We might say that Faulkner and Hemingway were not exactly mainstream either, the former spinning out honeysuckled tales of incest, miscegenation and doom, the latter getting involved with Spanish Loyalists (Communists to you, bub); but in both of those writers, the lonely narcissism that characterizes us Americans ultimately obscures social statement. Steinbeck, on the other hand, had things to say. He wanted all of us to be angry and sorry about the plight of the Okies, and his own outrage is what makes The Grapes of Wrath a great book. He wanted to tell us that the people in the Soviet Union were not the monsters that our Cold Warriors insisted they were, and because the apparatchiks distorted and limited what he could see, his Russian Journal is dated and slight, but true enough to annoy both the Russians and Americans. (Let's call it a failure.) When he wrote The Winter of Our Discontent, he was worried about American materialism and hypocrisy. The defects of this novel remind me of socialist realism. This is a book with a message, and because that message is sometimes too stark, and other times camouflaged to the point of eccentric mysticism, it makes the story itself waver and warp. Well, fine; so he did have messages; he didn't necessarily want to build for the ages; maybe he hoped to actually accomplish something in his own time, in which case I love him for that, too.


THE STEINBECK BOOK I ADMIRE MOST IS EAST of Eden. For a decade now the character of Kate, whom some critics find unconvincing, has haunted my head; she's horrific, she's pathetic, she's steady and successful and lonely; she is perfectly what she is. The retelling of the Cain and Abel story is brilliant, the landscape descriptions lovely and lush, the plotting as careful and convincing as the best of George Eliot. And of course there's a message, a flaw, personified by a Chinese servant who tells us, sometimes at great length, what to think. But Lee has never annoyed me. He speechifies intelligently, at time wittily, and sometimes compassionately. Do I care that nobody I've ever met talks like that? He is sincere because Steinbeck is sincere. And this is what I love about Steinbeck most of all, his sincerity.

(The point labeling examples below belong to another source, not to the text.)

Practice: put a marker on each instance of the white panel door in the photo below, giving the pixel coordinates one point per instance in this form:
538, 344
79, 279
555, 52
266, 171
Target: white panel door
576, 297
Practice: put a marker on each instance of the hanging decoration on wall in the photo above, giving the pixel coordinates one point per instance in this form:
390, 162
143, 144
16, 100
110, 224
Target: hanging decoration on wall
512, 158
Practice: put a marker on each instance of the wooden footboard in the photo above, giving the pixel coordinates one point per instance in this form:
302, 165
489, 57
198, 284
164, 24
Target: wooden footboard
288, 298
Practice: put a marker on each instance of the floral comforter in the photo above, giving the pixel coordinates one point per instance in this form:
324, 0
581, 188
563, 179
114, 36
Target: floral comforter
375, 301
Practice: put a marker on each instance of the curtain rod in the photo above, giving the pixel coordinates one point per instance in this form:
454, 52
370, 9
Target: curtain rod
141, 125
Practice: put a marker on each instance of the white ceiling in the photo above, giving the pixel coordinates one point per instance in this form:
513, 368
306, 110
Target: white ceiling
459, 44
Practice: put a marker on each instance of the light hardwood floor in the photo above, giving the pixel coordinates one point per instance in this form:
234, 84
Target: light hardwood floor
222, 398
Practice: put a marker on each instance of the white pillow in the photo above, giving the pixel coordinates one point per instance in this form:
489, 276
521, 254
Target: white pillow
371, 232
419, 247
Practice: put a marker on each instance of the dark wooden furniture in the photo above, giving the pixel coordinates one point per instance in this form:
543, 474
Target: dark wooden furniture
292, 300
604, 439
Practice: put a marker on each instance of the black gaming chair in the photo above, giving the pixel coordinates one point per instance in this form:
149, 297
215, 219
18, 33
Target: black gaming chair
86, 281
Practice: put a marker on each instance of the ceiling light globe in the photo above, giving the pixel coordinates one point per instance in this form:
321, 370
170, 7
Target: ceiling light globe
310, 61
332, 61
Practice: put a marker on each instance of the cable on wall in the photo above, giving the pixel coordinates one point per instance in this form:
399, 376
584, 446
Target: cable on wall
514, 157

He once wrote about his friend Ed Ricketts that the man loved what was true and hated what wasn't. If Steinbeck sometimes mistook sentimentality for truth (“The Vigilante” shows this wasn't always the case), and if in this anti-sentimental era (political rhetoric excluded as usual) we happen to see him as even more sentimental than he was — the way we see, for instance, the Victorians — well, there are worse vices than sentimentality; its opposite for example. He was worried and at times bitter, but he was never cynical. One aspect of his credo that is considered sentimental nowadays is his glorification of individual choice. If I don't like, say, what America “stands for,” and if I express that dislike, I may find that certain other Americans dislike me. It happened to Steinbeck, too. The many bannings of The Grapes of Wrath constitute its badge of honor. This book upset people. It actually had something to say. It was angry, it was unashamedly sexual, and it was un-American. Being un-American, Steinbeck was the most American of us all.